A shared prooblem we all (students, researchers, myself) suffered was that no one seemed to really know what the code did. Sure, the source was \"openly available\". But the patch-and-spaghetti-like-changes had made it incomprehensible. To make thing worse, if possible, an original sin added: the programmer who wrote the first embryo of the code was (and still is) a real genius in atmospheric physics, who did his best to credit as a genius in programming, lacking completely the patience and love for details necessary to make a computer program really working. So a flow of corrections, in addition to modifications, had to be made.

Now, imagine the scene. You are a researcher writing a paper, or a student assembling your thesis.

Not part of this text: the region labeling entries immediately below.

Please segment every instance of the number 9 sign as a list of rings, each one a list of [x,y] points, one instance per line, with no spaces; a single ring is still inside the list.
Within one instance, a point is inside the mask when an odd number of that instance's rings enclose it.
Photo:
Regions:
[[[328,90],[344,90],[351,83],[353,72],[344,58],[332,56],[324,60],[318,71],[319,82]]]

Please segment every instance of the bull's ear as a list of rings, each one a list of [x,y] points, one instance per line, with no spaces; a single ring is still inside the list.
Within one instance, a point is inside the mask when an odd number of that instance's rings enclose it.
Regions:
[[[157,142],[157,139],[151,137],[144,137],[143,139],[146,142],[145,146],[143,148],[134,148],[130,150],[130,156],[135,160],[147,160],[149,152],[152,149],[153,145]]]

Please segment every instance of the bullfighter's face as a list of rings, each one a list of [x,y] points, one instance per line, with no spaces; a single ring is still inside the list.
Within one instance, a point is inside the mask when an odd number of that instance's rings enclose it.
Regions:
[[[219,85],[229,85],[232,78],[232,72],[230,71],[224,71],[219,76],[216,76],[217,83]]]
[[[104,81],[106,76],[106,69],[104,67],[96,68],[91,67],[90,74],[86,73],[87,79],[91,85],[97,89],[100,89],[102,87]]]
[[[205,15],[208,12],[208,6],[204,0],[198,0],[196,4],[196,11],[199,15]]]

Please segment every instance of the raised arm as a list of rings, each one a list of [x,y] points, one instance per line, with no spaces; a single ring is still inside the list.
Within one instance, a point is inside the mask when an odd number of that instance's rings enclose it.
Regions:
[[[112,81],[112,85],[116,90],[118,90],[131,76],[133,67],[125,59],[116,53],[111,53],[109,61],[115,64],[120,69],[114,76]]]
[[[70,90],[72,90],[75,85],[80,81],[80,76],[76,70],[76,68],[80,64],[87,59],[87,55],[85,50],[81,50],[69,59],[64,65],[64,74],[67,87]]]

The most important item in your toolbox is a program you have no real idea of what it does. Your scientific reputation depends in large part on the correctness and soundness of computings you have done. Your paper's referees will have little chance to perform some verifications (maybe just because the gigabytes of data you worked on are not transportable), so it may well be possible that any error you made will be discovered in future - maybe even mislabeled as an intentional fraud.

Quite an appalling perspective, isn't it?

And: suppose you use the processing programs as a teaching tool. I still remember when our professor of operational research stumbled when entering the lecture room so that the five sheets of his proof of the convergence of conjugate gradient messed together: heroically, he collected them (they were not numbered) and tried to explain us their contents - in the wrong order. Use a badly written program for a similar purpose, and the result will be likely to be the same (unless the students are all first class geniuses, something hopeful but not so likely).

To overcome all these, and other, troubles we decided to re-write the code from scratch in a collective effort. Before doing so we agreed a few point:

1) Code should be as short as possible and as easy to understand as possible. Less frills = less opportunities something goes awry.

2) No attempt will be made to write code which is \"optimal but hard to understand\". After all, computers are fast, and will become faster even in future.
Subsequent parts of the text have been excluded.